Billing for routine perioperative care by hospitalists may require modifiers

By Brian Whitman

From the June ACP Hospitalist, copyright © 2008 by the American College of Physicians

Q: If a patient is having surgery and the hospitalists go to the floor or to the outpatient surgery unit to perform preop or postop assessment for the surgeon, can we bill? Or would this be included in the surgical package?

Coding cornerA: All surgical procedures are assigned a global period that immediately precedes and follows the surgical intervention. Procedures are assigned global periods of 0, 10 or 90 days. This question is most relevant to the 10- and 90-day global period.

The global period essentially starts on the day of the surgical intervention, but may include evaluation and management (E/M) services that are performed following the decision to perform the surgery. For the 10 or 90 days that follow the procedure, any E/M services related to the surgery are not separately billed. Surgical services are paid in part based on the average number of postoperative visits performed during the global period, so the payment for these E/M services is already included in the payment for the surgery.

If a physician who performed a surgery were to submit a claim to a payer for an E/M service during the global period, that claim would not be paid unless a modifier was attached that indicated why this service would not be considered under the global period.
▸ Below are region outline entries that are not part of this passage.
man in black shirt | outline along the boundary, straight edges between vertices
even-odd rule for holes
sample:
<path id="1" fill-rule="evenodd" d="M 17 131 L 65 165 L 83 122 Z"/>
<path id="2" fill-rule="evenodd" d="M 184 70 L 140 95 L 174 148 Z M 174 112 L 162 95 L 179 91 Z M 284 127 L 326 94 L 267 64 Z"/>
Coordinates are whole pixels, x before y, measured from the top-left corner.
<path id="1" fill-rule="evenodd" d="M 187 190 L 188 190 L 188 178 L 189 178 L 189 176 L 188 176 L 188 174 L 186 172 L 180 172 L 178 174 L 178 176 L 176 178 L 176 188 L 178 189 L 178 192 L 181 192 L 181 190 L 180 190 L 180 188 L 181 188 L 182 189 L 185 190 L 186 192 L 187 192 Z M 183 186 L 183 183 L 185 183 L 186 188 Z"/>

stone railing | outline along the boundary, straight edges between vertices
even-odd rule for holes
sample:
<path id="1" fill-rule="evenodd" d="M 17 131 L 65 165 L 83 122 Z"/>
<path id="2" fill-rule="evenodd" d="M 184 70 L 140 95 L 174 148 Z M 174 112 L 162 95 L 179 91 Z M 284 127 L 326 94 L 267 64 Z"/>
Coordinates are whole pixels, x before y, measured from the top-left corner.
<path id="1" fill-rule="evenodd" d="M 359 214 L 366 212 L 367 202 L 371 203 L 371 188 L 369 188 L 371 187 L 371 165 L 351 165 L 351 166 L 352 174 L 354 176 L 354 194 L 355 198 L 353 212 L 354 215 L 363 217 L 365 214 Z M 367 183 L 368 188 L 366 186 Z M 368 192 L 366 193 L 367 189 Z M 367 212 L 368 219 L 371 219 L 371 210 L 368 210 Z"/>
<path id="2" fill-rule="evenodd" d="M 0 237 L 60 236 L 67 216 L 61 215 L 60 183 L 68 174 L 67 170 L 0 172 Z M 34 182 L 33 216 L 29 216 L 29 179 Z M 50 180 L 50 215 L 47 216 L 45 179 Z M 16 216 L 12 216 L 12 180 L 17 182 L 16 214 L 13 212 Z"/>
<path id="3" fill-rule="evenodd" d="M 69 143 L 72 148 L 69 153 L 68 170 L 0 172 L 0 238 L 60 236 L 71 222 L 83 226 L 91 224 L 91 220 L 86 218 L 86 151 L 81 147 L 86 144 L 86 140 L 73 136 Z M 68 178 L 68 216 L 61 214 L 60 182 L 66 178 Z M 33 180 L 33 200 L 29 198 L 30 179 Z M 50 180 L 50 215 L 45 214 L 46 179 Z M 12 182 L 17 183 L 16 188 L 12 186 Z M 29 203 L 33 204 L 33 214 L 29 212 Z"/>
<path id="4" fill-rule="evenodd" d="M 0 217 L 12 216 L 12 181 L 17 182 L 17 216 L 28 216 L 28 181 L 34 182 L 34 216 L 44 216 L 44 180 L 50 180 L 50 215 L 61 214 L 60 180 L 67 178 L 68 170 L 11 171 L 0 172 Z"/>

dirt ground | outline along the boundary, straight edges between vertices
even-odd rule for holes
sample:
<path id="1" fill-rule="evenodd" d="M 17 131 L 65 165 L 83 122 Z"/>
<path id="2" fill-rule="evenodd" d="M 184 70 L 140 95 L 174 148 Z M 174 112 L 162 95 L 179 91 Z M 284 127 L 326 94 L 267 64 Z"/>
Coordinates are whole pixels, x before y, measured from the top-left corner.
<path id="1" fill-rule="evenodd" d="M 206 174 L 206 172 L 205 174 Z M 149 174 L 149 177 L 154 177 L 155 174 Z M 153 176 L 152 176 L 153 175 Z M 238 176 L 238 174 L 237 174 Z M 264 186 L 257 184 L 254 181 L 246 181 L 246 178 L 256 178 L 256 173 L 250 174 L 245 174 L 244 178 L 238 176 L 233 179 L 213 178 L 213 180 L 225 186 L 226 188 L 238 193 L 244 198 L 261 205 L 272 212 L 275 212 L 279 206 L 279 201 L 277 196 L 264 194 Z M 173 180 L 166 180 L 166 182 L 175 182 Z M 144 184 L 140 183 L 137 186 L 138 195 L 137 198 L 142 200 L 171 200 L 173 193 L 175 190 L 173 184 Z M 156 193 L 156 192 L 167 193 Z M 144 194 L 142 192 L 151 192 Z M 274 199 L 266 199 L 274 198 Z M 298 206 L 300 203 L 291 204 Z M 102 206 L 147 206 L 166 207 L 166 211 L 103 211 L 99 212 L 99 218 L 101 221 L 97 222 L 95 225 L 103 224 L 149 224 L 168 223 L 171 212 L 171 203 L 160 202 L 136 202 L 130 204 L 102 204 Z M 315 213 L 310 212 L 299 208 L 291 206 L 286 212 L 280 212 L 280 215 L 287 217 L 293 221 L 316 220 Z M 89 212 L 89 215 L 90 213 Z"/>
However, if a different physician is providing the service, the claim would not be automatically denied through payment edits and would be paid as submitted assuming all other requirements are met.

The question of whether this service is being paid appropriately depends on the nature of the service. If the services provided by the hospitalist would be considered to be part of a routine element of postsurgical care, then the surgeon is being paid for this service as part of his or her global fee. If, however, the surgeon requests a consultation or if the hospitalist is treating the patient for an unrelated medical condition, then that is an additional medical service for which the surgeon is not being paid.

A consultation requires that the surgeon request the hospitalist’s advice or opinion on how to address an issue. If care is completely transferred to the hospitalist, this would not meet the definition of a consultation.

If the hospitalists and surgeons have an arrangement in which the hospitalists (who are in separate group practice) are providing all of the routine preoperative and/or postoperative care (and therefore transferring care to the hospitalists), then the physicians must use modifiers to indicate this transfer. There are three modifiers that may need to be used in this situation, as follows:

  • Modifier 54—Surgical care only
  • Modifier 55—Postoperative management only
  • Modifier 56—Preoperative management only

If the hospitalist provided the postoperative or preoperative care, then he or she would report the CPT code for the surgical procedure and use modifier 55 or 56. The hospitalist would then be paid for the percentage of the surgical payment that is considered to be for preoperative or postoperative management.